Pour ces raisons constructives, et tout en saluant la qualité du rapport de notre collègue André Dulait, le groupe CRC estime opportun de repousser la signature de cet accord. En conséquence, il votera contre cette ratification précipitée.

(M. Guy Fischer remplace Mme Michèle André au fauteuil de la présidence.)

PRÉSIDENCE DE M. Guy Fischer

vice-président

M. le président. La parole est à Mme Monique Cerisier-ben Guiga.

Mme Monique Cerisier-ben Guiga. Monsieur le secrétaire d'État, je ne reviendrai pas sur l'historique de l'accord de Cotonou, que vous avez, ainsi que mes collègues, utilement rappelé. J'en viens donc directement à l'examen des deux projets de loi qui nous sont présentés.

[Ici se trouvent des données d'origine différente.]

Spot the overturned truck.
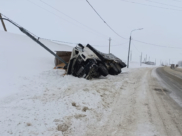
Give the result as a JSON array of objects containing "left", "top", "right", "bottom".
[
  {"left": 56, "top": 44, "right": 126, "bottom": 79},
  {"left": 1, "top": 16, "right": 126, "bottom": 80}
]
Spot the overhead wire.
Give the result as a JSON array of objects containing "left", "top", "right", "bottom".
[
  {"left": 26, "top": 0, "right": 110, "bottom": 38},
  {"left": 133, "top": 39, "right": 182, "bottom": 49},
  {"left": 120, "top": 0, "right": 182, "bottom": 12},
  {"left": 39, "top": 0, "right": 109, "bottom": 39},
  {"left": 27, "top": 0, "right": 126, "bottom": 46},
  {"left": 145, "top": 0, "right": 182, "bottom": 9},
  {"left": 85, "top": 0, "right": 182, "bottom": 49},
  {"left": 86, "top": 0, "right": 127, "bottom": 39},
  {"left": 41, "top": 37, "right": 128, "bottom": 47},
  {"left": 131, "top": 40, "right": 142, "bottom": 54},
  {"left": 16, "top": 1, "right": 182, "bottom": 50}
]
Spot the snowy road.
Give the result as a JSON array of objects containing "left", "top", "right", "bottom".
[
  {"left": 1, "top": 67, "right": 182, "bottom": 136},
  {"left": 156, "top": 67, "right": 182, "bottom": 106}
]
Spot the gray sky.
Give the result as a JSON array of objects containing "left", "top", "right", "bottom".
[{"left": 1, "top": 0, "right": 182, "bottom": 64}]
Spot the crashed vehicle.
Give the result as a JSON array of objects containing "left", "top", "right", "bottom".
[
  {"left": 0, "top": 16, "right": 126, "bottom": 80},
  {"left": 66, "top": 44, "right": 126, "bottom": 79}
]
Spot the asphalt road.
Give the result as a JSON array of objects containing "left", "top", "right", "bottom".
[{"left": 156, "top": 67, "right": 182, "bottom": 106}]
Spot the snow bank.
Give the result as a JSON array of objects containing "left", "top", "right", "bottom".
[{"left": 0, "top": 30, "right": 73, "bottom": 98}]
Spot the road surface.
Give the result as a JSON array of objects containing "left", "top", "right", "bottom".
[
  {"left": 153, "top": 67, "right": 182, "bottom": 136},
  {"left": 84, "top": 67, "right": 182, "bottom": 136},
  {"left": 156, "top": 67, "right": 182, "bottom": 106}
]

Nous estimons que certaines des modifications apportées par le premier de ces deux projets à l'accord de Cotonou constituent un progrès. Nous approuvons ainsi le volet portant sur la coopération, qui tend à assouplir l'accès aux ressources du FED par les parlements nationaux, les acteurs non étatiques, les collectivités locales et les États non-membres du groupe ACP, afin de favoriser la coopération régionale.

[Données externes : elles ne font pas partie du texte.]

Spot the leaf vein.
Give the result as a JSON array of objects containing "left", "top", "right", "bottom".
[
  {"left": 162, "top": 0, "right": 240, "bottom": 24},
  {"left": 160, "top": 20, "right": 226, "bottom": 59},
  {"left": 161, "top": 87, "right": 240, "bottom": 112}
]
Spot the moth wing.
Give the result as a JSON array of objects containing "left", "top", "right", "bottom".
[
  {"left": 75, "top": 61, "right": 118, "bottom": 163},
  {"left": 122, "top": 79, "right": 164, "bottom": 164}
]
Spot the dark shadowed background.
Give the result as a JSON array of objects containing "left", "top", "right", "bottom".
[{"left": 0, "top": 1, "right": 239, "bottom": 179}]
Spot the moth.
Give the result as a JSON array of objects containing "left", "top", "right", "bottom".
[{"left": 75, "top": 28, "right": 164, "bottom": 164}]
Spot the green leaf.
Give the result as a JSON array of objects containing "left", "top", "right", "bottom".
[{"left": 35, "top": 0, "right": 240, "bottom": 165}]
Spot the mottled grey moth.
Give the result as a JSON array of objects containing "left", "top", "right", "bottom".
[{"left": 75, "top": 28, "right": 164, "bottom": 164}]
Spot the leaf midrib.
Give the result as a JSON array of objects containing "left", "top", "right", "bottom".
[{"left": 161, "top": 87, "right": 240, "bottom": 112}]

Nous approuvons également l'engagement pris par la Communauté européenne de maintenir son effort d'aide financière au même niveau que dans le 9e FED, majoré des effets de l'inflation, de la croissance et de l'élargissement.

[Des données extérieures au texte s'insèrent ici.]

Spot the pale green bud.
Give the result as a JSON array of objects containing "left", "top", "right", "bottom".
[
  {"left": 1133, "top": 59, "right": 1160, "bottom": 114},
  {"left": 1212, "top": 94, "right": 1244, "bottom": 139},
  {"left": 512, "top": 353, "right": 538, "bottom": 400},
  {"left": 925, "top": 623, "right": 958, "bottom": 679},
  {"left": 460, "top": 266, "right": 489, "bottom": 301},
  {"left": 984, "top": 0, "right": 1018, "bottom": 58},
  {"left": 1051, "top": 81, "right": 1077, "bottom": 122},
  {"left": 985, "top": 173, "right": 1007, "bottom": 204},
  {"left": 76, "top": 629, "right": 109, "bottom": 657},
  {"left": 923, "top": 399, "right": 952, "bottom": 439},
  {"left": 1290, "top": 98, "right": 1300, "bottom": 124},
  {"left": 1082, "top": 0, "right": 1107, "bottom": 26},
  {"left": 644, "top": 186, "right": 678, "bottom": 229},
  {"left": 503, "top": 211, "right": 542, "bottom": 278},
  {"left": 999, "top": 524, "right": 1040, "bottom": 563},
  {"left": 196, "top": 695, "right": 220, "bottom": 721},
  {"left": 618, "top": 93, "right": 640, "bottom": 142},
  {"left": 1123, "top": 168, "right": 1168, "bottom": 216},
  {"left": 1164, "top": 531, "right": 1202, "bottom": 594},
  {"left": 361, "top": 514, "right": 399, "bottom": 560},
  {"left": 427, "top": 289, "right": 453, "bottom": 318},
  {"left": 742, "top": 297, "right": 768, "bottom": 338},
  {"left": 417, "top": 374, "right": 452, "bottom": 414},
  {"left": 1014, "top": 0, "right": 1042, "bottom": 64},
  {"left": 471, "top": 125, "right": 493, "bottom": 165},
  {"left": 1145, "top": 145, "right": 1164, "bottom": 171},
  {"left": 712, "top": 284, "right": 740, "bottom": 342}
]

Toutefois, il faudrait que cet engagement soit réellement tenu. Je rappelle que, selon les chiffres d'Oxfam, une ONG tout à fait crédible, seuls 28 % des 15,2 milliards d'euros prévus par les accords de Cotonou pour la période 2000-2007 ont été effectivement versés.

Sur ce dernier point, il convient de signaler que l'exécution financière du cadre pluriannuel de coopération demeure suspendue à la ratification de la révision de l'accord de Cotonou.

De fait, la mise en oeuvre du 10e FED demeure conditionnée non seulement à la ratification de l'accord interne aux États membres l'instituant, mais également à la ratification de l'accord révisé de Cotonou.

La ratification de ce texte paraît donc très importante à notre groupe afin de ne pas bloquer la mobilisation des fonds nécessaires à l'aide au développement dans la période à venir.

C'est un point crucial, à propos duquel notre collègue Charles Josselin, ancien ministre délégué à la coopération et à la francophonie, qui participe aujourd'hui aux discussions relatives aux futurs accords de partenariat économique, aurait souhaité rappeler l'importance du FED dans l'APD française.

C'est en effet grâce aux décisions prises en 2000 - alors qu'il avait la charge du ministère de la coopération - pour modifier les règles de fonctionnement du FED que les décaissements se sont accélérés et ont permis à la France d'afficher une croissance de l'APD dans les années suivantes.

En ce qui concerne les clauses politiques, on peut s'interroger sur l'efficacité de l'introduction de nouvelles conditionnalités.

Avec le Gouvernement, nous disons que, oui, il faut prévenir les activités des mercenaires, oui, il faut lutter contre le terrorisme, oui, il faut promouvoir la justice internationale. Mais certaines de ces nouvelles conditionnalités semblent davantage dictées par le « politiquement correct » atlantiste que par la réalité : quel pays d'Afrique de l'Ouest serait soupçonné de se doter d'armes de destruction massive ? Le Bénin ? Le Ghana ? Le Mali ? Je crains que les obsessions du président Bush ne contaminent sur ce point l'Union européenne !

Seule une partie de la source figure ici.